Un brevet déposé le 2 mai par Google donne les contours d'un projet inquiétant au vu des libertés individuelles. Ce système permettrait à Google de contrôler automatiquement ce qu'écrit un utilisateur, et d'informer une tierce personne si ce qui est écrit est soupçonné de violer une règle.

Nous savons que Google regarde dans les documents que nous lui confions afin de mieux cibler les publicités qu'il nous propose. Un brevet déposé le 2 mai montre que la firme de Mountain View pourrait, bientôt, "lire" les mails que vous écrivez et vous dire si c'est légal. Voire de le signaler automatiquement à une tierce personne.

Vous êtes en train d'écrire un mail quand soudain, une fenêtre pop-up surgit et vous informe que ce que vous êtes en train d'écrire pourrait être en infraction avec le règlement intérieur de votre entreprise, ou les termes de confidentialité de votre contrat de travail.

Dans le même temps, le service juridique de votre employeur reçoit une notification: "Monsieur X. est peut-être en train de briser telle ou telle loi." C'est ce que la technologie nouvellement brevetée par Google serait, théoriquement, en mesure de faire.

Big Brother contrôle ce que vous écrivez

Le formulaire du brevet déniché par Slashdot.org et relayé par le HuffingtonPost.com précise que le "Policy Violation Checker"(vérificateur de violation de règles) est capable de reconnaître une série de "phrases problématiques" inscrites dans une base de données, qui présentent "des implications légales pour une personne ou une compagnie". C'est un peu comme si l'on avait un avocat dans notre boîte mail, nous avertissant lorsque ce que nous écrivons risque de se retourner contre nous, ou notre entreprise.

Certaines entreprises, qui utilisent Gmail comme système de mail professionnel, pourraient s'en servir pour contrôler la correspondance de leurs employés avec des critères qui leur sont propres. En effet, chaque entreprise serait libre de choisir et paramétrer les éléments déclencheurs. On peut imaginer, par exemple, que tout message semblant dénigrer son entreprise soit automatiquement relevé par la direction, qu'il soit à destination de ses partenaires, de ses collègues, ou de son délégué syndical.
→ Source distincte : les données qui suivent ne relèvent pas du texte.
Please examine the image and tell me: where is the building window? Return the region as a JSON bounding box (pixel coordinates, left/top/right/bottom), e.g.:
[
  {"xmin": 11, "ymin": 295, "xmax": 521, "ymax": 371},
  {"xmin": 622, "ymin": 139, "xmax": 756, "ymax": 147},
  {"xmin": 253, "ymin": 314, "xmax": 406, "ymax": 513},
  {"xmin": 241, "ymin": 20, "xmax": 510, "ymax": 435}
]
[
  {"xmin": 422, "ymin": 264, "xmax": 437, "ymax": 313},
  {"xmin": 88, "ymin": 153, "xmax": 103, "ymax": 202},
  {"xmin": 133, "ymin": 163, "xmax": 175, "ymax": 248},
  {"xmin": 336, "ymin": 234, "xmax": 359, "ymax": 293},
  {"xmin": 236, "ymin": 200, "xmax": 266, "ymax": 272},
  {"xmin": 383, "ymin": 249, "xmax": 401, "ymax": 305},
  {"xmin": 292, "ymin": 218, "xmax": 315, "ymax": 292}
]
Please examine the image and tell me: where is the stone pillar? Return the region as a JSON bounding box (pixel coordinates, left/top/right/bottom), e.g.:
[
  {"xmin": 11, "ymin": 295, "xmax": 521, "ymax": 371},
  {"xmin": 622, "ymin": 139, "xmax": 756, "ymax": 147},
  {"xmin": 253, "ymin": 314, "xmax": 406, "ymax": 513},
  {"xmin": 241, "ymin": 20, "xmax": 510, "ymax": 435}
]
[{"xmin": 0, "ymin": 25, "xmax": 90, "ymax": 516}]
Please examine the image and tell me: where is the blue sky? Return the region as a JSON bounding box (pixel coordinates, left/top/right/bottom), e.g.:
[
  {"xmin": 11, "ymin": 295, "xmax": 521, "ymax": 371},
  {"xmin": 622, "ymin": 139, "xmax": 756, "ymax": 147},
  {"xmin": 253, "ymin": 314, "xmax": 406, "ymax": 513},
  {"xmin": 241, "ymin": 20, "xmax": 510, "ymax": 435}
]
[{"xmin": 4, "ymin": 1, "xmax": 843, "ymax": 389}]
Mais Big Brother ne se contente plus de lire, il contrôle ce que vous écrivez. Car le système est en mesure de proposer des reformulations plus acceptables envers le règlement intérieur.
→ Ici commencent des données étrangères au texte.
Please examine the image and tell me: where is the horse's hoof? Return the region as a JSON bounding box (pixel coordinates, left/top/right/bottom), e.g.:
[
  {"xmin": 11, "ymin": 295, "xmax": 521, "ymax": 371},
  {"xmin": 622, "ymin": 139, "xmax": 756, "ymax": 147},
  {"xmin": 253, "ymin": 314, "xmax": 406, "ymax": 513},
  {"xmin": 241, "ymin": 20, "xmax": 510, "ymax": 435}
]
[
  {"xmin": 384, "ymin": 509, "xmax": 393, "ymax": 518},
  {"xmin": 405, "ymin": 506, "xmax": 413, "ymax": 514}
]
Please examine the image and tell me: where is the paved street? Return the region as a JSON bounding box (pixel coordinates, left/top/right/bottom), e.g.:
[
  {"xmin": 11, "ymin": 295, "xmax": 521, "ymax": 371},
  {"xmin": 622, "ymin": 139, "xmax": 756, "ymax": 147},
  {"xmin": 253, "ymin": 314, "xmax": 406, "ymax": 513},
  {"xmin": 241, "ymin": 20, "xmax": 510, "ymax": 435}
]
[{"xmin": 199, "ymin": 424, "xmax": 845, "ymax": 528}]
Sanctionné avant même d'avoir commis un impair

Cet outil menace-t-il les libertés individuelles? Pas le moins du monde, selon la doctrine d'Eric Schmidt, à l'époque PDG de Google.

Il avait déclaré, dans une interview donnée à la chaîne CNBC en 2010, au sujet des traces personnelles laissées sur le Web: "S'il y a quelque chose que vous voulez tenir secret, peut-être n'auriez-vous pas dû le faire en premier lieu." Utilisant, au passage, le fameux argument du "ceux qui n'ont rien à cacher n'ont pas à le craindre" qui abolit à lui tout seul tout concept de vie privée, en partant du principe que ceux qui maîtrisent ces technologies seront toujours animés des meilleures intentions.
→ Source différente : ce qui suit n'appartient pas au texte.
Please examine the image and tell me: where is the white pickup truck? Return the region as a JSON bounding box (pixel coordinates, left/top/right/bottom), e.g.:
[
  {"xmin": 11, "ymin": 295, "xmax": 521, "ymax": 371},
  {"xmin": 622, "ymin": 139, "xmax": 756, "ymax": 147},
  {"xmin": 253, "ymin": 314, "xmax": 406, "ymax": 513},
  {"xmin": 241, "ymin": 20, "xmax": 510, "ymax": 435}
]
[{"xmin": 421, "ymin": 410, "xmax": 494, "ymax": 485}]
Dans ce monde merveilleux, des gens pourront être sanctionnés avant même d'avoir commis les faits qui leur seront reprochés, puisque le système sera activé à la frappe et une tierce personne prévenue avant l'envoi du mail ou la transmission du document. Mais tout va bien, nous explique Google dans le brevet: "C'est dans l'intérêt des entreprises de prévenir les violations de leurs règles ou lois avant qu'elles aient lieu."

Vers une surveillance généralisée des utilisateurs de Google?

Mais que se passera-t-il si ces bases de données, compatibles avec tout type de terminal, comme un smartphone géolocalisé, sont utilisées par des patrons un peu trop autoritaires? Par des régimes moins démocratiques que le nôtre? Google va-t-il être tenu de livrer les malfaiteurs à la police? De rendre automatiquement public les écarts sentimentaux des personnages publics? De mettre en place, en fait, une surveillance généralisée de ses utilisateurs?

Déposer un brevet ne veut pas dire l'exploiter, et il reste à voir comment il sera appliqué. Mais si d'aventure la firme de Mountain View devait mettre en marche un tel système, un grand débat pourrait naître tant ses possibilités théoriques sont inquiétantes. Cela pourrait être le faux-pas qui ferait définitivement de Google "le mal incarné" aux yeux du public, comme Microsoft en son temps.